Abstract. The galaxy NGC 253 is a well-known nearby spiral galaxy showing numerous peculiar features (e.g. a nuclear ring, gas outflow, a bar, and a warp) which we study using tracers of the different gas phases. Its large starburst activity places NGC 253 among the most prominent extragalactic sources from the radio range over the entire IR range to X-rays. Whereas the X-rays trace the hottest gas component, the Halpha emission, e.g., shows the distribution of the ionized gas at several thousand Kelvin.
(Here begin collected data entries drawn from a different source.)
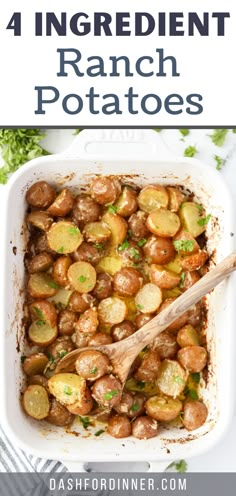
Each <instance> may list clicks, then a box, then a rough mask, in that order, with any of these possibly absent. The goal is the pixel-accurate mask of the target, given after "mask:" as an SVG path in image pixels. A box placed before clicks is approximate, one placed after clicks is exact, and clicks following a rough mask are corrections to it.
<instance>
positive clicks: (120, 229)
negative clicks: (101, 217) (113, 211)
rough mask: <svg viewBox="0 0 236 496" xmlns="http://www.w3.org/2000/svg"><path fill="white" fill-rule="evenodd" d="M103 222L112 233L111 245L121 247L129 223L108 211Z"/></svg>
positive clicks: (125, 233)
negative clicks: (126, 222)
mask: <svg viewBox="0 0 236 496" xmlns="http://www.w3.org/2000/svg"><path fill="white" fill-rule="evenodd" d="M102 222H103V223H105V224H106V225H107V227H108V228H109V230H110V231H111V237H110V243H111V245H112V246H118V245H121V244H122V243H123V241H124V239H125V237H126V234H127V228H128V226H127V223H126V221H125V219H123V217H121V216H120V215H117V214H115V213H114V214H113V213H111V212H109V211H107V212H106V213H105V214H104V215H103V216H102Z"/></svg>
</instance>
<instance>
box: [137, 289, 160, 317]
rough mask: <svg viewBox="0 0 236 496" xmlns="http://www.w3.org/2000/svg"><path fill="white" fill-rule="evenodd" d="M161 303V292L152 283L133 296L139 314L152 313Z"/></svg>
mask: <svg viewBox="0 0 236 496" xmlns="http://www.w3.org/2000/svg"><path fill="white" fill-rule="evenodd" d="M161 302H162V292H161V290H160V289H159V288H158V287H157V286H156V285H155V284H152V283H147V284H145V285H144V286H143V287H142V288H141V289H140V290H139V291H138V293H137V294H136V296H135V305H136V307H137V309H138V310H139V311H140V312H141V313H153V312H156V310H158V308H159V306H160V305H161Z"/></svg>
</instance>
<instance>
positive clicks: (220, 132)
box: [209, 129, 228, 146]
mask: <svg viewBox="0 0 236 496" xmlns="http://www.w3.org/2000/svg"><path fill="white" fill-rule="evenodd" d="M227 133H228V129H214V131H213V133H212V134H210V135H209V136H210V138H211V140H212V142H213V143H214V145H216V146H223V144H224V142H225V139H226V136H227Z"/></svg>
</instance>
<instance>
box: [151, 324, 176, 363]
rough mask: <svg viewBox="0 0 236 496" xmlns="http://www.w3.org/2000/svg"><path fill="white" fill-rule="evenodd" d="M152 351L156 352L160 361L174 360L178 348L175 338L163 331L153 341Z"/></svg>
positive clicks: (168, 331) (152, 345) (164, 331)
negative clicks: (166, 359)
mask: <svg viewBox="0 0 236 496" xmlns="http://www.w3.org/2000/svg"><path fill="white" fill-rule="evenodd" d="M152 349H153V350H155V351H157V353H158V355H159V357H160V359H161V360H163V359H164V358H174V357H175V356H176V354H177V351H178V349H179V348H178V344H177V342H176V339H175V336H174V335H173V334H172V333H171V332H169V331H163V332H161V334H159V336H157V337H156V338H155V339H154V341H153V343H152Z"/></svg>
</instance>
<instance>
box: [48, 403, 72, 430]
mask: <svg viewBox="0 0 236 496" xmlns="http://www.w3.org/2000/svg"><path fill="white" fill-rule="evenodd" d="M73 419H74V417H73V415H72V414H71V413H70V412H69V411H68V410H67V408H65V407H64V406H63V405H61V403H59V401H57V400H56V399H55V398H52V401H51V404H50V410H49V414H48V416H47V417H46V418H45V420H46V421H47V422H49V424H52V425H57V426H58V427H64V426H66V425H70V424H71V423H72V422H73Z"/></svg>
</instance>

The warm component of the neutral gas is best studied through the HI line emission, and CO is usually used as a tracer of the cold molecular gas phase. In this short contribution I concentrate on the neutral gas component of NGC 253 which we studied in HI with the Australia Telescope Compact Array (ATCA) and in CO (J=1-0) with the Swedish-ESO Submillimeter Telescope (SEST) at La Silla (Chile). In addition I will briefly summarize other molecular lines observed in NGC 253, which is in fact the richest extragalactic molecular source both in terms of line strength and number of molecular species detected.
First results of the HI observations have been published by Koribalski, Whiteoak, & Houghton (1995) . Whereas the HI emission traces the large-scale distribution and kinematics of the neutral atomic gas, the HI absorption against the central continuum emission allows a glimpse into the dynamics of the cool gas (T approx. 100 K) in the nuclear region.
Keywords. galaxies: individual (NGC 253) - galaxies: starburst.